E por falar em novas amizades, não há que temer os PAUS. Antes de avançar, há que precisar que vem aí um exercício difícil, já comprovado pela frase anterior: é inevitável não tropeçar numa piada consentida ou numa ambiguidade inesperada quando há uma banda que se chama assim. É ainda necessário esclarecer que nome faz todo o sentido: os PAUS têm duas baterias e há muita paulada por lá (isto é irresistível). Depois, e é o que vale, a música que sai dali é uma experiência. Não é fácil, não é imediata, mas é especial. O Alive vai tê-los a 15 de Julho e há que saudar a ousadia de lançá-los no mesmo dia de Radiohead. Os PAUS são portugueses, fazem parte de uma corrente tuga que sabe o que faz (Linda Martini, We Trust e reticências por aí fora) e não têm medo de correr riscos. Há um lado bruto e experimental no que fazem, que debita "rock" e electrónica, que pode deixar de fora alguns ouvidos menos disponíveis - mas é precisamente esta audácia que os distingue. "Língua Franca" é daqueles temas que dá vontade de formar uma banda e o passeio marítimo de Algés pode ser pequeno demais para aquela bateria siamesa, mandona em disco e tremenda ao vivo.

Deixar crescer a barba
Apesar do Rock in Rio não ser dado a grandes riscos no cartaz, cuidado com uns meninos que vão andar por lá a 25 de Maio. Os Mastodon dão vontade de vestir de preto e de deixar crescer uma barba extravagante (hipótese felizmente mais inacessível para as senhoras). Há ali guitarra rija, muita esquizofrenia na percussão e muito mais que "heavy metal". Eles já andaram por cá - no Super Rock, por exemplo -, e são um óptimo pretexto para se fazer cara de mau enquanto se ouve música pesada. Imperdoável é vê-los no cartaz antes dos Evanescence, mas são maldades que acontecem.
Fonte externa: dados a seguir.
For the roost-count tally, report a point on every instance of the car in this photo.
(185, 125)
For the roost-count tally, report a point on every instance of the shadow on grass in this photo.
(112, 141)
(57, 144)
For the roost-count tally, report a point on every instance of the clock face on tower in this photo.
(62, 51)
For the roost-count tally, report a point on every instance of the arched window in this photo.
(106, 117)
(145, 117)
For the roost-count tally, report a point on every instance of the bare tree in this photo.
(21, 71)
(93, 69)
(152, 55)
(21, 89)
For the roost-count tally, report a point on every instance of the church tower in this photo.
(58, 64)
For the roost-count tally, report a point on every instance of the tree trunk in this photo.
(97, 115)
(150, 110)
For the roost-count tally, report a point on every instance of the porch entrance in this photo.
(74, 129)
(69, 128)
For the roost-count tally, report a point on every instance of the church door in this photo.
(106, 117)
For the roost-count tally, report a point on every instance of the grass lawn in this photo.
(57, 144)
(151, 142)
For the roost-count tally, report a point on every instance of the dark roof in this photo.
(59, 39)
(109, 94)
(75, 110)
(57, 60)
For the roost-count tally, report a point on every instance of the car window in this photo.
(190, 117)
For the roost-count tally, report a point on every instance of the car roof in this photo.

Já que é para correr riscos, venha daí a singularidade de uma rapariga loira. Conta-se que Angela Gossow, cidadã alemã exemplar, trabalhava na área de publicidade aqui há uns anos e fazia uns biscates no jornalismo. Num acaso daqueles, entrevistou um dos rapazes dos Arch Enemy e deixou ficar uma gravação no final da conversa - o pequeno ficou encantado. Hoje, Angela Gossow é tipo a Shakira (desculpa, Angela) da música extrema. Se houver coragem para espreitá-la, ela vai andar por Vagos, em Aveiro. No início de Agosto, os Arch Enemy trazem metal de qualidade. E fica o apontamento: é mesmo uma mulher que está a cantar, mesmo que não pareça. Vale a pena, mas não é para todos.

Coisas verdadeiramente importantes
Os Other Lives são como aqueles tipos irritantemente perfeitos, que são bons em tudo o que fazem: uma parte de nós finge que não repara neles, mas a outra parte acaba por vencer - há gente à qual não dá mesmo para resistir. Então, aí vai: os Other Lives já andaram na estrada com o Bon Iver e entraram em 2012 a abrir concertos para os Radiohead. Dois pontos para os "perfeitinhos". Mas há mais: têm vídeos maravilhosos ("Tamer Animals", que é nome de disco, de "single" e de "videoclip" que é para ver) e fazem canções que têm de ser ouvidas. E ainda não acabou: eles têm barbas rebeldes, cabelos compridos com risca ao lado e às vezes arriscam umas calças curtas com as meias à mostra. É assim que se chega ao desfecho evidente: é forçoso reparar neles, mesmo que não se queira. O Primavera Sound vai ouvi-los a 8 de Junho e há que esperar até lá para desposar o "folk" polido dos Other Lives, que traz pianos, violinos e violoncelos. E, mais do que isso, traz músicas como "Tamer Animals" ou "For 12", que salvam o pior dos dias.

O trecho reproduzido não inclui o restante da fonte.